Saturday, June 18, 2011

Last Lessons

We learn many lessons from many sources in life. We learn from people, from books, from observations. We learn in schools from teachers and from our peers.

Rarely are our sources of learning permanent. People come and go. You graduate from schools (or move away from them). Although you will learn so much from each of those sources, there will be a final lesson from them, and that will be of the most powerful lessons.

When you are learning, especially in formal education, every lesson leads into the next lesson. Every new knowledge works with your existing knowledge. The most recent lesson you've learned is the freshest in your mind, but when the next lesson comes in, the previous one gets mixed in with all the other previous ones.

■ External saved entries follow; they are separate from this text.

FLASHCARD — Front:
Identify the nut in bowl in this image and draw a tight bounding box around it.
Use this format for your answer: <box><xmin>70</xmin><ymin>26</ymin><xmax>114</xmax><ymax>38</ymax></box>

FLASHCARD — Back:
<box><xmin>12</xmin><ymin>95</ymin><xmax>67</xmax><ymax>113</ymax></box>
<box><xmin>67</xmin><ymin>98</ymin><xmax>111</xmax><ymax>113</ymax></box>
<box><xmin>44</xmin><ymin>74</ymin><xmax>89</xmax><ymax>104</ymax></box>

When you stop learning, though, that last lesson always stays there. It is the most recent knowledge and it stays on the top of your mind. There is nothing pushing it in with the rest of your knowledge (it sort of happens over time, but it still sticks out as an important one).

The last lesson I learned in my aikido practice was, "if you have to correct yourself in the middle of your technique, it is because your screwed up in the beginning." That is a vastly powerful lesson, not only for aikido or martial arts, but for most things in life. And it sticks out to me because it was my last lesson.

My last lesson in college was that being humble is only valuable to a point, but after that it becomes detrimental; you need to take pride in your work, believe that it is great, and show to other people how great it is. If you don't do that, you will drown in the sea of everybody else.

Last lessons are not the only lessons that stick out. There will always be particularly revelatory moments that are so powerful that they do not leave your memory. There will be some lessons that are so all-encompassing or so common that you are always using and always thinking about them. Last lessons are merely one kind of those powerful lessons.

What are your last lessons? What do you draw from them and how do they help you out?